Via Ryan Avent, the California legislature is looking to promote so-called "smart growth" in the state by steering transportation dollars toward projects that reduce, rather than increase, vehicle-miles traveled:
The legislation, SB 375, would offer incentives to steer public funds away from sprawled development. The state spends about $20 billion a year on transportation, and under the new law, projects that meet climate goals would get priority.
An earlier version of the bill was blocked last year by the building industry and by organizations representing cities and counties. Developers feared their suburban projects would be delayed or halted. Local officials were wary of ceding zoning powers and transportation planning to the state.
The bill's expected to pass this week, but no word on whether Schwarzenegger will sign it (as Josh Patashnik once wrote, these lifestyle-altering measures don't really mesh with his brand of environmentalism). Under the new law, cities and countries would be able approve any sort of development they want, but only certain types of development—clustered housing, say, or projects located near transit—would qualify for state transportation funds. Plus new incentives for infill development and construction along transportation corridors. The idea, ultimately, is to chip away at the need for driving, since, if nothing changes, the growth in vehicle-miles traveled—as California adds 9 million more people by 2030—is expected to negate everything else the state does to curtail its carbon-dioxide emissions.

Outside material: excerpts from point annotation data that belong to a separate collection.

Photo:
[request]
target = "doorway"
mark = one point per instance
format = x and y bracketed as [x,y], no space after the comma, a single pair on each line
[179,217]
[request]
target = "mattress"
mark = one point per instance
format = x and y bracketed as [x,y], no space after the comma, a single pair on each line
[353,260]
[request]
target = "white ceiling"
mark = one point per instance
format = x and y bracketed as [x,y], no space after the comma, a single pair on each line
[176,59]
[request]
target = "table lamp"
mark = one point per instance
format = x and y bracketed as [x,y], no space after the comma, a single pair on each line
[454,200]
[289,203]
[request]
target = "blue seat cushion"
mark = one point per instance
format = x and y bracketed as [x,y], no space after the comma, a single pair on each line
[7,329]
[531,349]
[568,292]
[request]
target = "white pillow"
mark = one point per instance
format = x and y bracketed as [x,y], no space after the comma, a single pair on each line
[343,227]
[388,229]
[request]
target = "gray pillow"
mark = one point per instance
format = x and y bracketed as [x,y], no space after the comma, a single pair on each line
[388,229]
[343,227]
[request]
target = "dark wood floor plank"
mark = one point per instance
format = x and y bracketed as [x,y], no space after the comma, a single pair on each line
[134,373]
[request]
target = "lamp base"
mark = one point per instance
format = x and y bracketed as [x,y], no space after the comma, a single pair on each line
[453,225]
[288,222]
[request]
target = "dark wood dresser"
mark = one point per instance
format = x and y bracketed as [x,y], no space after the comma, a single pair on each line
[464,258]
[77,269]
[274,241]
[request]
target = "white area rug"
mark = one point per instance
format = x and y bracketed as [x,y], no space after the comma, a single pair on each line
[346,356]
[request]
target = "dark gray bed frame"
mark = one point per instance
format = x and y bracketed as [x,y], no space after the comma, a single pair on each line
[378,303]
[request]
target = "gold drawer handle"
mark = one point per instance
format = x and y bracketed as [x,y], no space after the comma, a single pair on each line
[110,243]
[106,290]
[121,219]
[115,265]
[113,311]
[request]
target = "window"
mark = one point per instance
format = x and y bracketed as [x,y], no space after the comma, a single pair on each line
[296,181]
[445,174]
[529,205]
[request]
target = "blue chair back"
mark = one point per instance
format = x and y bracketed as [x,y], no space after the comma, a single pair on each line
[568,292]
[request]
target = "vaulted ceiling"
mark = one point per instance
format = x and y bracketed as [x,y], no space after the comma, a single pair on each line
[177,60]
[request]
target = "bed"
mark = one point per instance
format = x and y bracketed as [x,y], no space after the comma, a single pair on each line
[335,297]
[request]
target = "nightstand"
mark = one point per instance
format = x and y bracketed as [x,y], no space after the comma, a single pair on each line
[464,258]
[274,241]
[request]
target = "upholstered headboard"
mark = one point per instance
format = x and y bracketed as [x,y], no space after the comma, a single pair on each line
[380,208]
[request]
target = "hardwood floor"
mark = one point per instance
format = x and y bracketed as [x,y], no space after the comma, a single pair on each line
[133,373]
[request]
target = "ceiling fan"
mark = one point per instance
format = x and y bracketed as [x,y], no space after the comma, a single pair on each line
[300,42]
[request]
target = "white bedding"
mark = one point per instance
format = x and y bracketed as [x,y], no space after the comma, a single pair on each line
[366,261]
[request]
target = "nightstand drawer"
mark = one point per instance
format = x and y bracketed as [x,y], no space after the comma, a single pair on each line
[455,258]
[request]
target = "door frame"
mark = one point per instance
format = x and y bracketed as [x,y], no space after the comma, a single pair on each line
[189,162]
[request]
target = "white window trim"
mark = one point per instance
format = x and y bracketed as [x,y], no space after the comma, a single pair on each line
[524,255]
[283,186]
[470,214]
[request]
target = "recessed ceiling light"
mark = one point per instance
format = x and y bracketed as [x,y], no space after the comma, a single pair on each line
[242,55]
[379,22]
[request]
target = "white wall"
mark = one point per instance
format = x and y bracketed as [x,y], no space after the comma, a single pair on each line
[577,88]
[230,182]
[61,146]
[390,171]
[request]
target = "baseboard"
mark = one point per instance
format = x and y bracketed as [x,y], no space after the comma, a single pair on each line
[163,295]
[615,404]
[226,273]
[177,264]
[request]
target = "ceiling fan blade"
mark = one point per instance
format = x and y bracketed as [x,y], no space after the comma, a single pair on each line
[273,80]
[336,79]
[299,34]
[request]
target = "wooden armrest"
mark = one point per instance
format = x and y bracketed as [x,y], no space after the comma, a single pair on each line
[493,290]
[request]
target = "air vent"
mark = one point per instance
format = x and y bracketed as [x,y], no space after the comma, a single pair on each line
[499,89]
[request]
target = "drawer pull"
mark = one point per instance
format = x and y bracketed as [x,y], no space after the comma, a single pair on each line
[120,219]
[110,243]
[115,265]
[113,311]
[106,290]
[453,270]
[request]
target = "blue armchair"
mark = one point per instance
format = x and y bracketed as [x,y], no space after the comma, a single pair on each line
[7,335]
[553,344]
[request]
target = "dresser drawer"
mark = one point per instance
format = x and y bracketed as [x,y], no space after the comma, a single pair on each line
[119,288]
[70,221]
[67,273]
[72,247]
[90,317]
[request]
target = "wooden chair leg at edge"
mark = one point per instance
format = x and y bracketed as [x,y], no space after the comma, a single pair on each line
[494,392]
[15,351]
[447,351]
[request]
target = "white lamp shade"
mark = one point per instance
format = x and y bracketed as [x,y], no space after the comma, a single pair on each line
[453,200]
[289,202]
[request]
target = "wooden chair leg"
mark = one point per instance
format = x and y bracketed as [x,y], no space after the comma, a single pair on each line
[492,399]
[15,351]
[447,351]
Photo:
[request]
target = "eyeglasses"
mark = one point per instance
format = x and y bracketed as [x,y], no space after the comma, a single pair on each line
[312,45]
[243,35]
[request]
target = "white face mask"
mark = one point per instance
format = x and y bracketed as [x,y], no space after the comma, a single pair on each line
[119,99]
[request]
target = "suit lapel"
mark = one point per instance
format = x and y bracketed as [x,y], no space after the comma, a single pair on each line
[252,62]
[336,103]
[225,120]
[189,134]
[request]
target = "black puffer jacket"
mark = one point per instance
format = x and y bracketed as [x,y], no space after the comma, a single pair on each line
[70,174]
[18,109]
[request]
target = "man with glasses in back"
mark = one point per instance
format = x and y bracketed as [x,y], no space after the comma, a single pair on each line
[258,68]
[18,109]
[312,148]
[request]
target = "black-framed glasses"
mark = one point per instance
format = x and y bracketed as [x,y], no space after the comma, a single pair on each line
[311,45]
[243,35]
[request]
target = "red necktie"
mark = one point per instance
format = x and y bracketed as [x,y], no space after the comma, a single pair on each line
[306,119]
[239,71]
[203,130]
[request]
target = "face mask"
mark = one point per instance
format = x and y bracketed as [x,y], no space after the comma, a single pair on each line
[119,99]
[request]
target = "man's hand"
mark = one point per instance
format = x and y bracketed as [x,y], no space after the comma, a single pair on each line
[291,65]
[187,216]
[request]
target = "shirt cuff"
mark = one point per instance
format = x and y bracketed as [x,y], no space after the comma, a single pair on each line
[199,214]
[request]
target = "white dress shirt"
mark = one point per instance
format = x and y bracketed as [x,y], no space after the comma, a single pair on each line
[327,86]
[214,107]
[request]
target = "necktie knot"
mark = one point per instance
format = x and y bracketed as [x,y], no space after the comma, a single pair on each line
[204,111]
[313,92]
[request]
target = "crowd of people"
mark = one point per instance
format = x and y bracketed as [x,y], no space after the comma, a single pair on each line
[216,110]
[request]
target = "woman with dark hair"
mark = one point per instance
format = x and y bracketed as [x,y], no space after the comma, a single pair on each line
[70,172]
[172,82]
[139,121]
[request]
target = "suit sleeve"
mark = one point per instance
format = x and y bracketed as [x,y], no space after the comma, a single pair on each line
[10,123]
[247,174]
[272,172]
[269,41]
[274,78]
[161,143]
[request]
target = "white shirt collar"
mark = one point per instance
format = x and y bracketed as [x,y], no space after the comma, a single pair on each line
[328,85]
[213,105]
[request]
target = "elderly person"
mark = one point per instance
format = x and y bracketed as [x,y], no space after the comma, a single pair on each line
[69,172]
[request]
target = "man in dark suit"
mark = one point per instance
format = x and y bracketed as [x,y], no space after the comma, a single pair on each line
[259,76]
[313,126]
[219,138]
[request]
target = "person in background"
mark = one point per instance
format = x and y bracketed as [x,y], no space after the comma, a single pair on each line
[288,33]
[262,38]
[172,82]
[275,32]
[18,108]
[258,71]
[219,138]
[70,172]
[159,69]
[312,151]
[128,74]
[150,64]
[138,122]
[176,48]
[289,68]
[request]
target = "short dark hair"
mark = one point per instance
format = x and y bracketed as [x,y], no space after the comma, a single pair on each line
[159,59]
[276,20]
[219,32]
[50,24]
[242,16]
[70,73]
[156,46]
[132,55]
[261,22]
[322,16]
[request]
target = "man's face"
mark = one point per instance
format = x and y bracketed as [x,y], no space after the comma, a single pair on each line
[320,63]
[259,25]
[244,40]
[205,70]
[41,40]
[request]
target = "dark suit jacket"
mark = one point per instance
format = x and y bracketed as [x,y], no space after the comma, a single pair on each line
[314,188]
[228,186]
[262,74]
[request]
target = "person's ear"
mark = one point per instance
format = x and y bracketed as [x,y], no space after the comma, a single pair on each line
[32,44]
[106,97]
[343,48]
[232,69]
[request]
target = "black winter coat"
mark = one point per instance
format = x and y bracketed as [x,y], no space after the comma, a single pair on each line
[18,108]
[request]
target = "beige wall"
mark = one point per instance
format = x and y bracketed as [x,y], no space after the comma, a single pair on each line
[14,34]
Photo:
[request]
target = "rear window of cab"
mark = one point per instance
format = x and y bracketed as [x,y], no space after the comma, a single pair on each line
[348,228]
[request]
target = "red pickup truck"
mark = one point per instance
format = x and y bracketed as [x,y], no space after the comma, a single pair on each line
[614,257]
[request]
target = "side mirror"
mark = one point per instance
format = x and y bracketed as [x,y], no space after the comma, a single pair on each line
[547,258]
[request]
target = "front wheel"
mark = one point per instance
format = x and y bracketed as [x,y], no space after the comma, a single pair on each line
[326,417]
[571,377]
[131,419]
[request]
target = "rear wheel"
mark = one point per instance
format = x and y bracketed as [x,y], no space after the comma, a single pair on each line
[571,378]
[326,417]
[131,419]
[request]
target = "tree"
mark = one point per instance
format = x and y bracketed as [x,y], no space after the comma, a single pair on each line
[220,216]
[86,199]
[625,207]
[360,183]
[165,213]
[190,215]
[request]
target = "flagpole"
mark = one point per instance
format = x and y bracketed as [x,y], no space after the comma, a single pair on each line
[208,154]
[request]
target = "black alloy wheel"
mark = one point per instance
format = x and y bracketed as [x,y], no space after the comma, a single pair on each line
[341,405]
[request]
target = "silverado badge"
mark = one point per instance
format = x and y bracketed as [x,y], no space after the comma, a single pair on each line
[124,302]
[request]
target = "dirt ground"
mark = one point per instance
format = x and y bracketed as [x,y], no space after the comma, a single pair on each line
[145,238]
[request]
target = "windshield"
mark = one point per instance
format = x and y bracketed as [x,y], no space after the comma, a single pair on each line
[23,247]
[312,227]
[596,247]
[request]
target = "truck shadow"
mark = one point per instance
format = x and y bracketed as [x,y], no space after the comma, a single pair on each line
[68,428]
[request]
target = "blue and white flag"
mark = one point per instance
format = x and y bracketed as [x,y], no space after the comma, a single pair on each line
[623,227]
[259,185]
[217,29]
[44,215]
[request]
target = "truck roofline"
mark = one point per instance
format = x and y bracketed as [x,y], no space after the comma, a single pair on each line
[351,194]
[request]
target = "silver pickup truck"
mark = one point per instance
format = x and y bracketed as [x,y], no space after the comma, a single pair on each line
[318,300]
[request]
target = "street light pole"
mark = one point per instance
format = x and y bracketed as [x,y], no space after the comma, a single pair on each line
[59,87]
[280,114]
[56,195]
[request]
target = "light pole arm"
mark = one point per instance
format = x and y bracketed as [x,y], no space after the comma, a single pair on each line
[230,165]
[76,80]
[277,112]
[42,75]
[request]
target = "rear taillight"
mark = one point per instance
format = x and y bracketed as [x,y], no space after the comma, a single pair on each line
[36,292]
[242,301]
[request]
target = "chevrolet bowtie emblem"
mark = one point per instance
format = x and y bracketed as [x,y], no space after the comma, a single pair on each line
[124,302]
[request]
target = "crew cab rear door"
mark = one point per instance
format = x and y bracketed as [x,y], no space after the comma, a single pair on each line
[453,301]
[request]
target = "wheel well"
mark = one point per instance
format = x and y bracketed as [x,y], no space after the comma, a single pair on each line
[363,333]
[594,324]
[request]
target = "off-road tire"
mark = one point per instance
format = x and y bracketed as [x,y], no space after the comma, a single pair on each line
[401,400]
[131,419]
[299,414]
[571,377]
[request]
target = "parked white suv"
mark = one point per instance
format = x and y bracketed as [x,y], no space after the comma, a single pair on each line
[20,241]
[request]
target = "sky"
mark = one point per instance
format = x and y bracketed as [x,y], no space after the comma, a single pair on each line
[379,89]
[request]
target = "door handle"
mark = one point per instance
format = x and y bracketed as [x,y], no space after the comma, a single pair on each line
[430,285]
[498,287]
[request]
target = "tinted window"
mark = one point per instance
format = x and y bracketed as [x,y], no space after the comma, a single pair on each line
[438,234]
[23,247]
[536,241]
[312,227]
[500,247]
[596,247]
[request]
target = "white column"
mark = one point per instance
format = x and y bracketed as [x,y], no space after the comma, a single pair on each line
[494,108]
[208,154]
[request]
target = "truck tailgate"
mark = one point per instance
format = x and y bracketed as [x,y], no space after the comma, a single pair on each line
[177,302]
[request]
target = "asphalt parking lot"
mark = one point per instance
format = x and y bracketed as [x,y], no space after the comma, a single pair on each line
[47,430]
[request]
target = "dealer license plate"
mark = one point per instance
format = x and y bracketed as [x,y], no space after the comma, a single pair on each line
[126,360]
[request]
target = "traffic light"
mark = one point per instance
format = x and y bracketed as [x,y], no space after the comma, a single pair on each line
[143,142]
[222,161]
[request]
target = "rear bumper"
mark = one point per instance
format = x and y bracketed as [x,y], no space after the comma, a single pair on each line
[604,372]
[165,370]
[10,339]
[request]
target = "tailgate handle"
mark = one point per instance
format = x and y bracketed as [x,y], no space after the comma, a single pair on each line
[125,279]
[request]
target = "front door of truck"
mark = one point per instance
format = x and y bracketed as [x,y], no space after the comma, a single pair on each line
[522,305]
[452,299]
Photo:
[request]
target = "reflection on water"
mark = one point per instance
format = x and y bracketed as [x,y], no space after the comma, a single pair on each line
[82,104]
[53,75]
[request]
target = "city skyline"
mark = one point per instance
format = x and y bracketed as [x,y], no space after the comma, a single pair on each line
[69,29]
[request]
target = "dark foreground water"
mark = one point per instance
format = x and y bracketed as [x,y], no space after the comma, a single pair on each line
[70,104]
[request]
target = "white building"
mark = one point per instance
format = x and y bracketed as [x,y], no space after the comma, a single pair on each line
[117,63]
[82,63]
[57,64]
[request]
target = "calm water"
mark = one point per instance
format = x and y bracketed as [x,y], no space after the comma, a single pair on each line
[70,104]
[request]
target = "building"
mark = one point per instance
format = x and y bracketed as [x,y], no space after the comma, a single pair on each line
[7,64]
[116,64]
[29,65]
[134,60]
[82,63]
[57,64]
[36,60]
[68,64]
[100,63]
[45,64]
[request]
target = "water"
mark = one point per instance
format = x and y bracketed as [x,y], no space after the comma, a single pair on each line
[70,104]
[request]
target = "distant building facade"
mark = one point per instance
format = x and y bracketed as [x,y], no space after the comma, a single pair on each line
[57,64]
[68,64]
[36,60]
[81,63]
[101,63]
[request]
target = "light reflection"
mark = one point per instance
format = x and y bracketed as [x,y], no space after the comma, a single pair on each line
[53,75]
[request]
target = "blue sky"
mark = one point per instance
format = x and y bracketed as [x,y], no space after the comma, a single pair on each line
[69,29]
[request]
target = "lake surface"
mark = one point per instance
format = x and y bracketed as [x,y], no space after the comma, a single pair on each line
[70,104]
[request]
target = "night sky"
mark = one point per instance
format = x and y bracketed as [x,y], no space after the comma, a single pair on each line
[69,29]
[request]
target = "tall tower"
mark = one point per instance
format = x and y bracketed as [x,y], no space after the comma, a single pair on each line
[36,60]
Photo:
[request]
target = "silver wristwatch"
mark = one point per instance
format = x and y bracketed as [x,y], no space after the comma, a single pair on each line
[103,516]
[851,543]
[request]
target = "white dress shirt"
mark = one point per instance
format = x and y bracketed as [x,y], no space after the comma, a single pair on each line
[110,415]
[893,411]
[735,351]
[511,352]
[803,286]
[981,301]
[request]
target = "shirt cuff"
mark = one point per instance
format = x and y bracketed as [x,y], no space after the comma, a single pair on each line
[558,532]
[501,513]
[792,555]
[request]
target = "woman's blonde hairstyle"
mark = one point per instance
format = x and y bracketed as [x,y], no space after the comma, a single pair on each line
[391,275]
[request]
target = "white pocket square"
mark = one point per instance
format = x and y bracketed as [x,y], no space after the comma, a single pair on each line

A number of states have tried to promote smart growth here and there over the years (it's now forgotten, but Mitt Romney was once one of the more proactive governors on this front), but it hasn't always panned out. Many of these attempts fall afoul of local property-rights' movements: Portland's urban growth boundaries, for instance, eventually fostered a backlash that led to Measure 37, putting a damper on land-use regulations. But a "softer" approach like California's might prove more feasible. At least in the abstract, it's fair enough to have the government shift money toward slightly denser development—states have, after all, used transportation funds to subsidize suburbia for the past half-century. But these sorts of efforts are always more explosive than most environmental measures, so this will be one to watch closely.
P.S. I should clarify: This bill definitely won't move everyone back to cities and denser inner-suburban rings, and it won't create development patterns that allow everyone to ditch his or her car. As teplukhin points out in comments, even if people wanted to do that, you would need a lot of different elements in place—$4 gas isn't going to convince families to relocate to the city if the public schools are still abysmal, for starters.
Odds are you'll mostly see an impact at the margins, like, for instance, more transit-oriented development near rail stations, similar to Oakland City Centre, with the sort of condos that are typically bought by retirees or childless couples. That's obviously not for everyone, but it does move people off the roads and eases up the pressure to keep building outward into the exurbs. That's just one example: You might also start to see somewhat denser, more walkable suburban family-oriented neighborhoods, similar to what Denver's starting to build—where people would still have to commute to work by car, but could more easily get around their own neighborhood without driving. Even modest reductions in auto travel can still add up.
P.P.S. Bill Fulton has some doubts that the new law will be as far-reaching (or novel) as some of its supporters seem to think.